Chinese aluminum smelters may idle their annual capacity by one-third, the most in three years, as energy costs soar and prices slump.

China may produce almost 20 million metric tons of the lightweight metal and its capacity may be as much as 30 million tons by the end of this year, said Luo Rongjin, a Beijing-based analyst with Bocom International Holdings Co. Monthly output from China, the world’s biggest producer, fell 8.3 percent in November from a record 1.6 million tons in August.

Alcoa Inc. (AA), Rio Tinto Group and their global rivals are cutting production after prices dropped 19 percent last year, curbing profits.
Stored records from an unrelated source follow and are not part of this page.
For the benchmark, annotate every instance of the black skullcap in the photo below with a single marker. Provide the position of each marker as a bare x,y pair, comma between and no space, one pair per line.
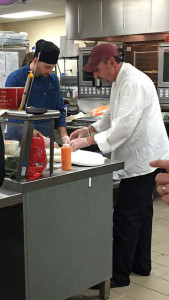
49,52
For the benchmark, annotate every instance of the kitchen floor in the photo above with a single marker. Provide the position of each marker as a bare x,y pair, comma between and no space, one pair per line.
155,286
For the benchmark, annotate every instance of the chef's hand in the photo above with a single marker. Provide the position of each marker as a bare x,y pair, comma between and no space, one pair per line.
79,143
65,139
162,179
47,143
79,133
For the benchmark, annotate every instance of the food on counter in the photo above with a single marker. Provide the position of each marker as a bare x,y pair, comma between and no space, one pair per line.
57,155
57,151
56,158
98,111
73,117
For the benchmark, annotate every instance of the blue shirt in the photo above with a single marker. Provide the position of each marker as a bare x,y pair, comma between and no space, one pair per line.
45,93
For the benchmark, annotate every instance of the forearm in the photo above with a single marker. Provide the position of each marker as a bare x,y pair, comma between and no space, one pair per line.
91,129
62,131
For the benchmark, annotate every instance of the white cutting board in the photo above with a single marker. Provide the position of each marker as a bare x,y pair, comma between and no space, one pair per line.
87,158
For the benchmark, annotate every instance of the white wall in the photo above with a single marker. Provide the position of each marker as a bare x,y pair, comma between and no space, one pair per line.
49,29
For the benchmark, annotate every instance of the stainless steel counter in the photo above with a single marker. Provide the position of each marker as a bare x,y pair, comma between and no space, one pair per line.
67,225
61,177
9,197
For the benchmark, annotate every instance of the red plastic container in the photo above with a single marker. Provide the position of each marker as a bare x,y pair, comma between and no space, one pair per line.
10,98
38,160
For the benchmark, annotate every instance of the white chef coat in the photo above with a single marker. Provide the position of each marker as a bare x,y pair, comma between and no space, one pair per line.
133,130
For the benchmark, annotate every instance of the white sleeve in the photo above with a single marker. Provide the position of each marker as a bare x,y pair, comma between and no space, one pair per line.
129,110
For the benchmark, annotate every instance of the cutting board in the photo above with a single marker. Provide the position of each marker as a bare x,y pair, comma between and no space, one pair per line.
87,158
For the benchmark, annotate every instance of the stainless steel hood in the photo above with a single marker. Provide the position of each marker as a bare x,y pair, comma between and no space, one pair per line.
93,19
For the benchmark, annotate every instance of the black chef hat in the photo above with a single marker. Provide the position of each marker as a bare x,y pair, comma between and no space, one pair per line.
49,52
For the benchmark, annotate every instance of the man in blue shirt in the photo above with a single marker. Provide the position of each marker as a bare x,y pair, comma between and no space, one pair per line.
45,91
Alcoa, the largest U.S. producer that reported its first loss in two years this week, said China may use 70 percent of its capacity in 2012.

“China’s aluminum industry is becoming less and less competitive because power is going up and many producers are making losses,” Peter Hickson, managing director of Global Commodity Research and Basic Materials Strategy at UBS AG, said in an interview in Shanghai. Chinese smelters may idle 1 million or 2 million tons of capacity this year, adding to 6 million tons of surplus capacity in 2011, he said.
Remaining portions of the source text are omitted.